Dienstag, 19.04.2016
Weltweit steigt die Zahl der Insolvenzen. Für deutsche Firmen bedeutet das im schlimmsten Falle Zahlungsausfälle beim Export.

Bildquelle: Photick/James Hardy/Thinkstock/Getty Images

Weltweit steigt die Zahl der Insolvenzen. Für deutsche Firmen bedeutet das im schlimmsten Falle Zahlungsausfälle beim Export.

Zukunftsmärkte
Euler-Hermes-Studie

Steigende Insolvenzen bedrohen Auslandsgeschäft des Mittelstands

Voraussetzung für die Exporterfolge deutscher Mittelständler sind zahlungsfähige Kunden in aller Welt. Laut neuesten Zahlen von Euler Hermes bedrohen steigende Insolvenzen diese Geschäftsgrundlage. In welchen Märkten deutsche Firmen besonders lang auf ihr Geld warten müssen.

Weltweite Verkäufe sind der Wachstumsmotor der deutschen Unternehmen. Um mehr als 100 Milliarden Euro soll der Güterexport in den Jahren 2016 und 2017 in Summe zulegen, meint Ludovic Subran, Chefvolkswirt des Kreditversicherers Euler Hermes. Der Löwenanteil entfällt auf Frankreich, die USA, die Niederlande und die Tschechische Republik sowie auf die Branchen Maschinenbau, Chemie und Fahrzeugbau.

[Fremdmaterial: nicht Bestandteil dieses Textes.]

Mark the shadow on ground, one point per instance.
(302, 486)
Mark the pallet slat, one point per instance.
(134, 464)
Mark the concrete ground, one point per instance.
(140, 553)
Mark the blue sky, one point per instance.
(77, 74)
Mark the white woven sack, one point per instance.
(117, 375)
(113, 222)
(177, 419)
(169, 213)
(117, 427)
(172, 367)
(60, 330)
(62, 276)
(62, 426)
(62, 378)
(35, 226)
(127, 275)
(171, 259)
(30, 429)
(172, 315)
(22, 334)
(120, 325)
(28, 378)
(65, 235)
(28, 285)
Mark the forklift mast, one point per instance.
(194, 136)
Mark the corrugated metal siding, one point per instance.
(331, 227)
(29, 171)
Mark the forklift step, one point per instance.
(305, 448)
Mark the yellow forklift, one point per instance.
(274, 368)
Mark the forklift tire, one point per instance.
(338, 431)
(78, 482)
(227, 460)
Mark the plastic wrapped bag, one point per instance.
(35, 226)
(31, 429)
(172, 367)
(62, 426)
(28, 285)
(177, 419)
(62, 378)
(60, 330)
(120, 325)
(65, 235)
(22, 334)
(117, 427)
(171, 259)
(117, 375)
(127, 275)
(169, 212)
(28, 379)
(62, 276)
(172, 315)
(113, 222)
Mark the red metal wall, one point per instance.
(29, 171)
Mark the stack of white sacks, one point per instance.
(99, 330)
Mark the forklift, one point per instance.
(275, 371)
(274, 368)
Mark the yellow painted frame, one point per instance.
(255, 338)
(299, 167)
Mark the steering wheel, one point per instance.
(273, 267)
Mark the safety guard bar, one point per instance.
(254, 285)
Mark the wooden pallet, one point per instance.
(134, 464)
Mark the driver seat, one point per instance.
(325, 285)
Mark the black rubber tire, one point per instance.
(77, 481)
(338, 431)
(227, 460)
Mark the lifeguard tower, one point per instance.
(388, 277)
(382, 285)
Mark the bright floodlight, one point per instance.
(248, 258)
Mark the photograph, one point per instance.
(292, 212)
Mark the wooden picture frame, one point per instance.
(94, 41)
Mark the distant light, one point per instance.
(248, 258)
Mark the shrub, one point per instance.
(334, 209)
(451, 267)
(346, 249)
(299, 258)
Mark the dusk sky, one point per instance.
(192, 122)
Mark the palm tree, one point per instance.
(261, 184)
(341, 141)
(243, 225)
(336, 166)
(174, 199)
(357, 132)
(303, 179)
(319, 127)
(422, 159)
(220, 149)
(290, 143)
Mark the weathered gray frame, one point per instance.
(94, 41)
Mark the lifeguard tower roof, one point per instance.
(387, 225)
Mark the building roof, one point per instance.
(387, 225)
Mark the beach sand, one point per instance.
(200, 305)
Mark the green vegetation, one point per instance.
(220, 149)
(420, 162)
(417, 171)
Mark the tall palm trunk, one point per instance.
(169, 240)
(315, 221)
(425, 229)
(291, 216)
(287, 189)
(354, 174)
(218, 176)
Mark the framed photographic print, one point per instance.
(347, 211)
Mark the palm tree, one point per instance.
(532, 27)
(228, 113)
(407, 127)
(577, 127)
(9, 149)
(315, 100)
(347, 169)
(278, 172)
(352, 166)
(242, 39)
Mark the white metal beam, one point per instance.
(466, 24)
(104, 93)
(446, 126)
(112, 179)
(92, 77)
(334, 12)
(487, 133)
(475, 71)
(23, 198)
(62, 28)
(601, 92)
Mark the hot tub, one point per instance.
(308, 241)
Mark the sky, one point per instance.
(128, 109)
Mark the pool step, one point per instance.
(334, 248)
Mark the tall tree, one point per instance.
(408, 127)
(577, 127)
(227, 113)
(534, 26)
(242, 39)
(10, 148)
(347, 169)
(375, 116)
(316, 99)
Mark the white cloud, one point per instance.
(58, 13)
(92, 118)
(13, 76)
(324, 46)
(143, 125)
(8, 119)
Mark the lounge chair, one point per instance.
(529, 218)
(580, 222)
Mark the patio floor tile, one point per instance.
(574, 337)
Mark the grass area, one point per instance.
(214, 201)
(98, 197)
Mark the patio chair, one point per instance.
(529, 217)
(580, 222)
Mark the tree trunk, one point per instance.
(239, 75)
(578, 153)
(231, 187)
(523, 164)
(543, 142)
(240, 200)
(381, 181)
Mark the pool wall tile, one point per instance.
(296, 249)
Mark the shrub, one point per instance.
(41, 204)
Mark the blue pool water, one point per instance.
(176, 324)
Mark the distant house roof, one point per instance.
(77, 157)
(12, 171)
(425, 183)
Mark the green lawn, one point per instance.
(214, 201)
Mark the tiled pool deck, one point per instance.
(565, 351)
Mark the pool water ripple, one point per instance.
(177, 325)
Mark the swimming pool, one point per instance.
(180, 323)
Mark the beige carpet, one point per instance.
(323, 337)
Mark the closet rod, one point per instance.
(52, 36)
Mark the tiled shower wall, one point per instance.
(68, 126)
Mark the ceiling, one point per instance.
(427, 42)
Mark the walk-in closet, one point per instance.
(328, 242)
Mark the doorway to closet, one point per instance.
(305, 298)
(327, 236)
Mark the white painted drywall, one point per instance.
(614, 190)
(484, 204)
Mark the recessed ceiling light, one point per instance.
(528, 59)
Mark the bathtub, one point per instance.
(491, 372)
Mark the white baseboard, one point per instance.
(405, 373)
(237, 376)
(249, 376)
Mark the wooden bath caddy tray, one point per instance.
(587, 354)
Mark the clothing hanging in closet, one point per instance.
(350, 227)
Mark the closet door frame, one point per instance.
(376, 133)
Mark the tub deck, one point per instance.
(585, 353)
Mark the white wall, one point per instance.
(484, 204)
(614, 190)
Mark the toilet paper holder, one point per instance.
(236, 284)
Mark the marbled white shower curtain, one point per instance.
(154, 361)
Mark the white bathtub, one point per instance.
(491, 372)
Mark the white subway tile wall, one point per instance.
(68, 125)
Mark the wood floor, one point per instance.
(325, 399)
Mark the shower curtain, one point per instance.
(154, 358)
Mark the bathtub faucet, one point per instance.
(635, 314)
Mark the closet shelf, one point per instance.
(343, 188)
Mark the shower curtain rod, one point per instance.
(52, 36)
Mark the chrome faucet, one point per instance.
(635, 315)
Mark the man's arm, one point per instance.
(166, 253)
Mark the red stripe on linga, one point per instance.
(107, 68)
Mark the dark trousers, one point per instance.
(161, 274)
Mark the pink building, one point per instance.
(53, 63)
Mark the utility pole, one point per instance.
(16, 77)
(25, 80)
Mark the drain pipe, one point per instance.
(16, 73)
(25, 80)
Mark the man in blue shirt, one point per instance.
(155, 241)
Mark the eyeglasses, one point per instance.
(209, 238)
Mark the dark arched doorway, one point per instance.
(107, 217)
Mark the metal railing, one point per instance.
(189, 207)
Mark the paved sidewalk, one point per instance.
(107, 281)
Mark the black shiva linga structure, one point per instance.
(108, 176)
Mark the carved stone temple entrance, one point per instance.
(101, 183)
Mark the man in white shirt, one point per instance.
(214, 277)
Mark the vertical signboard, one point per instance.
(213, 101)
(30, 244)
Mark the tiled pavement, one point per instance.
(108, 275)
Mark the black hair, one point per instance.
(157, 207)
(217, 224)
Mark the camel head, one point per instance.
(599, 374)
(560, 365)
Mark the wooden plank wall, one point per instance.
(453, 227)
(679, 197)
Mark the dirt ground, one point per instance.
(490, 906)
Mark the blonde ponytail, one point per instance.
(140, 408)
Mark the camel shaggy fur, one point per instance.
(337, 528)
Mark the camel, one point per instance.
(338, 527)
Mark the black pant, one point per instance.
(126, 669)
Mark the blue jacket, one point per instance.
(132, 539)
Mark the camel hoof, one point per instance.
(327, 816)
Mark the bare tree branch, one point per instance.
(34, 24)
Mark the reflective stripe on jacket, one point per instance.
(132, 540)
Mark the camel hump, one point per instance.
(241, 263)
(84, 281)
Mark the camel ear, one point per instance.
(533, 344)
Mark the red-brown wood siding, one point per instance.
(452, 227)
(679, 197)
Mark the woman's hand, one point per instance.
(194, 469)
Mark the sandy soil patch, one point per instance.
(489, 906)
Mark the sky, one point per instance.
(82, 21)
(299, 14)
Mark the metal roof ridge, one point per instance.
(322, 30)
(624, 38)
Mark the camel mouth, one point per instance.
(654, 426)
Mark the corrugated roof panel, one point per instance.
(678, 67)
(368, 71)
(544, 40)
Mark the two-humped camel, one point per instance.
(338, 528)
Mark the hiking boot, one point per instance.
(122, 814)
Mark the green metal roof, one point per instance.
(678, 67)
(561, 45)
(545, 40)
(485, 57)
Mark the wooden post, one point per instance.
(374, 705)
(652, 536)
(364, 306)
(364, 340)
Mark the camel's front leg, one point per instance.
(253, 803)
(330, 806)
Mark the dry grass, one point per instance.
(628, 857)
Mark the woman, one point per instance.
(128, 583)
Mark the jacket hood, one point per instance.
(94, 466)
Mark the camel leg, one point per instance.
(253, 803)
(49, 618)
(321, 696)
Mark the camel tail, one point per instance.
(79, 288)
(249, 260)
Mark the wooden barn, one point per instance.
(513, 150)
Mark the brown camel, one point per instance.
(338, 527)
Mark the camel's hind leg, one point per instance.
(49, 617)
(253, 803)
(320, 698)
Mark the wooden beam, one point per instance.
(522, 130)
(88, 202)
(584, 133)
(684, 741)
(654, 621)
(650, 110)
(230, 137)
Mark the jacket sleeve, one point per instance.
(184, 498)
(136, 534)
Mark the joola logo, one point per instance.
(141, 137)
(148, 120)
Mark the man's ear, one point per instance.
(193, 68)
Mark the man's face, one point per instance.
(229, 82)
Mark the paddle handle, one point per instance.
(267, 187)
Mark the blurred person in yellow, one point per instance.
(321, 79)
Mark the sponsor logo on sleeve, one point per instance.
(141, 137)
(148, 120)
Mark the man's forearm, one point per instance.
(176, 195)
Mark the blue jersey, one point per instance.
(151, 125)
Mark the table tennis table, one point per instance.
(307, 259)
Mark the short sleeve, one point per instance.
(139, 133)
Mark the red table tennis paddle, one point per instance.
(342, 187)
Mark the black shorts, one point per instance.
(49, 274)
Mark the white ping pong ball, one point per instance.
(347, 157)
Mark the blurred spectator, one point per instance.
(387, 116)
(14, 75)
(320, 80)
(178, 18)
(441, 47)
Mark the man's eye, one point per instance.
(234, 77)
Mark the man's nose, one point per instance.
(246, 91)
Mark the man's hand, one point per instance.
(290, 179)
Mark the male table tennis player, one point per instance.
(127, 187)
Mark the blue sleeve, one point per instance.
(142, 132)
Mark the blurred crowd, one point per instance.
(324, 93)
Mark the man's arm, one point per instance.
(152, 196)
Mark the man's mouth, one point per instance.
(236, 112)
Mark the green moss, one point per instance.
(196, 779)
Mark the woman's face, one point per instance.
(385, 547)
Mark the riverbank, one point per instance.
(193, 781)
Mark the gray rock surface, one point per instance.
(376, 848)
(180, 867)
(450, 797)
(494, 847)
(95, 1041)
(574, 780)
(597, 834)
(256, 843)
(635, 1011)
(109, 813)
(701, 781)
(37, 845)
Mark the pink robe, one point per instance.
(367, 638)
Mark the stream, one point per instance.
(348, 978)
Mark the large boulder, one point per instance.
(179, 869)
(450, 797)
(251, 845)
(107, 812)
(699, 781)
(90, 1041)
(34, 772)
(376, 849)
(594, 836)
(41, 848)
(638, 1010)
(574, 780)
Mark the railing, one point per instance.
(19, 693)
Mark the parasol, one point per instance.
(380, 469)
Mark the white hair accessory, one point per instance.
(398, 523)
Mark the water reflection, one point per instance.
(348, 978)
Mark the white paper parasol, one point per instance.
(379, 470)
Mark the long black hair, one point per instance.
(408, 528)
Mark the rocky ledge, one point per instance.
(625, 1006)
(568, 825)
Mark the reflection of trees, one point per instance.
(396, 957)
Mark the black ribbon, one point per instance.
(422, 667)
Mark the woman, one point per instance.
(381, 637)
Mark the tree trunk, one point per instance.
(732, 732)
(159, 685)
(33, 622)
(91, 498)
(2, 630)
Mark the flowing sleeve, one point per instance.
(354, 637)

Doch wer verkauft, will auch bezahlt werden. Deswegen könnten die steigenden Insolvenzen den Exporterfolg trüben. Während in Frankreich und den Niederlanden die Zahl der Insolvenzen nach Einschätzung von Euler Hermes 2016 sinkt, zeigen die USA und Großbritannien eine Zunahme der Pleiten. Dramatisch sieht das Bild in China aus, wo die Zahl der zahlungsunfähigen Unternehmen um 20 Prozent steigen wird – nach einer Zunahme um 24 Prozent 2015.

Erste Hinweise auf steigende Ausfallrisiken liefern die Laufzeiten der bestehenden Forderungen. Die durchschnittliche Zahl der Tage bis zur Begleichung der Rechnung für Lieferungen, die sogenannten Days Sales Outstanding (DSO), sind in China in den vergangenen fünf Jahren von 45 auf mehr als 90 gestiegen.

Insolvenzzunahme: Brasilien an der Spitze

Besonders bedenklich ist, dass die zunehmenden Insolvenzen auf eine gegenteilige Periode folgen. Mehrere Jahre lang gingen die Insolvenzen weltweit zurück. Nun steigen die Insolvenzzahlen in China sowie in den auf diesen Markt spezialisierten Tigerstaaten und Rohstofflieferanten wieder.

An der Spitze des Rankings liegt aber Brasilien, wo die Zahl der Insolvenzen nach Einschätzung von Euler Hermes 2016 um 22 Prozent zulegen dürfte. Dort sowie in Russland und Griechenland drohen deutschen Unternehmen Umsatzeinbußen von zusammen 3,3 Milliarden Euro. In China sind dagegen weiterhin 2,3 Milliarden zusätzlicher Exporte möglich.

Entwicklung Insolvenzen weltweit

Bildquelle: Euler Hermes

Gefahr durch Kapitalverkehrskontrollen

Der Trend zu mehr Insolvenzen ist jedoch nur eine von vielen unliebsamen Entwicklungen, die Ludovic Subran für 2016 im Auslandsgeschäft erwartet. Er warnt vor Kapitalverkehrskontrollen in einigen Schwellenländern, politischer Unsicherheit und sozialen Unruhen beispielsweise in Thailand, Brasilien und der Türkei.

In der Europäischen Union hätte ein Austritt Großbritanniens gravierende Folgen. Über ihn wird in wenigen Wochen per Referendum entschieden. Entschiede sich das britische Volk für den EU-Austritt, müsste die deutsche Wirtschaft mit Einbußen von rund 5 Milliarden Euro rechnen.

Positive Effekte könnte dagegen der Abschluss der Transatlantischen Handels- und Investitionspartnerschaft (TTIP) für die deutschen Exporteure haben, meint Subran. Wenn gleichzeitig der Brexit erfolgen würde, könnten der britischen Konkurrenz Marktanteile abgenommen werden. Das Auslandsgeschäft bleibt für den deutschen Mittelstand also spannend.